DeepSeek-V3/R1 Inference System Overview

shihab · 2025-03-01T05:21:55 1740806515

Some very illuminating stats from the article:

“ Over the past 24 hours (UTC+8 02/27/2025 12:00 PM to 02/28/2025 12:00 PM), the combined peak node occupancy for V3 and R1 inference services reached 278, with an average occupancy of 226.75 nodes (each node contains 8 H800 GPUs). Assuming the leasing cost of one H800 GPU is $2 per hour, the total daily cost amounts to $87,072…

If all tokens were billed at DeepSeek-R1’s pricing (*), the total daily revenue would be $562,027, with a cost profit margin of 545%. However, our actual revenue is substantially lower for the following reasons…”
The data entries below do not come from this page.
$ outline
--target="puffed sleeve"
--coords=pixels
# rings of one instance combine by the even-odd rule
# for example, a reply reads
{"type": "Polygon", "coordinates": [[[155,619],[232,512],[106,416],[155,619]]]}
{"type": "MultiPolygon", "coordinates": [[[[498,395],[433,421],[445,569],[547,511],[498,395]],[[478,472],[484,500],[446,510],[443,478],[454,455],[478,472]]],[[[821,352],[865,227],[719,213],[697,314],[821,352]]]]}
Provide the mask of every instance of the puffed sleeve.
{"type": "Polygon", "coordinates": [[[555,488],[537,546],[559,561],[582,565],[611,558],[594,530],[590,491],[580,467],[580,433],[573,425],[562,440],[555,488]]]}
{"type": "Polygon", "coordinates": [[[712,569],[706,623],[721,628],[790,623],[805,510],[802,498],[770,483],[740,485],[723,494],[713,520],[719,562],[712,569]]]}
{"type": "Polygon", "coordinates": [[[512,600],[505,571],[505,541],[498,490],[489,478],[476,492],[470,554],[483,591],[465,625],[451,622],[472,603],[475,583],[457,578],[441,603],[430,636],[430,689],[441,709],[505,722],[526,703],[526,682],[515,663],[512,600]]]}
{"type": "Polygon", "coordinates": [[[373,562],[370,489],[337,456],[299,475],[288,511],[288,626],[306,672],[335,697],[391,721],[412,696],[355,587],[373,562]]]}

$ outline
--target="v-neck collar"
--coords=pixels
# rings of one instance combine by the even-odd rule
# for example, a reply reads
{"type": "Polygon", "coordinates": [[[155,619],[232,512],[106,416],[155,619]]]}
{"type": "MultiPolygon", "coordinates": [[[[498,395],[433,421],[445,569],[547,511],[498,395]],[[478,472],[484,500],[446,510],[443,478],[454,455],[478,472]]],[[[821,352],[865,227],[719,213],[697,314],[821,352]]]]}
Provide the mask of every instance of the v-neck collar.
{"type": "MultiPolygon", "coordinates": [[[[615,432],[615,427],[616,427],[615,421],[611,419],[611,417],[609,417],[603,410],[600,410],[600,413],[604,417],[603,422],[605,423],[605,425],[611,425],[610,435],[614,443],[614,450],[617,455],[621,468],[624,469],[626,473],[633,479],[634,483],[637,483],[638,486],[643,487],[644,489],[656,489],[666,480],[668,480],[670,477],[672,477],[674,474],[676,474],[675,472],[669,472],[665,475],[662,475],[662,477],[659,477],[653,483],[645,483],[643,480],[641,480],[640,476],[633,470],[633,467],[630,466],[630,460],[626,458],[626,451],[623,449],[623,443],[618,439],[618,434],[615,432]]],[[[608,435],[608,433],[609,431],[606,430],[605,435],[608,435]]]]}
blackeyeblitzar · 2025-03-01T07:50:51 1740815451

How can profit margin be more than 100%? What do they mean by “cost profit margin”?

shihab · 2025-03-01T10:45:51 1740825951

They mean $5.45 earning for every dollar spent. So around 85% profit margin.

fspeech · 2025-03-01T21:06:53 1740863213

Gross margin in theory. They are using API pricing to project revenue but not all traffic is API. They don't charge for chat traffic so this is theoretical. It is in response to a raging debate on whether their gross margin is negative with their API pricing. Apparently not if one can saturate the traffic.

kevmo314 · 2025-03-01T04:30:35 1740803435

Interesting they chose to split prefilling into its own independent service, I hadn't heard of that technique before. I found this paper that researches why that could be beneficial: https://arxiv.org/abs/2401.09670v1

fspeech · 2025-03-01T16:25:51 1740846351

There are a lot of shared prefixes from user prompts. You can save by first looking into the cache to find the longest prefix for a prompt. Their MLA makes the KV cache particularly efficient.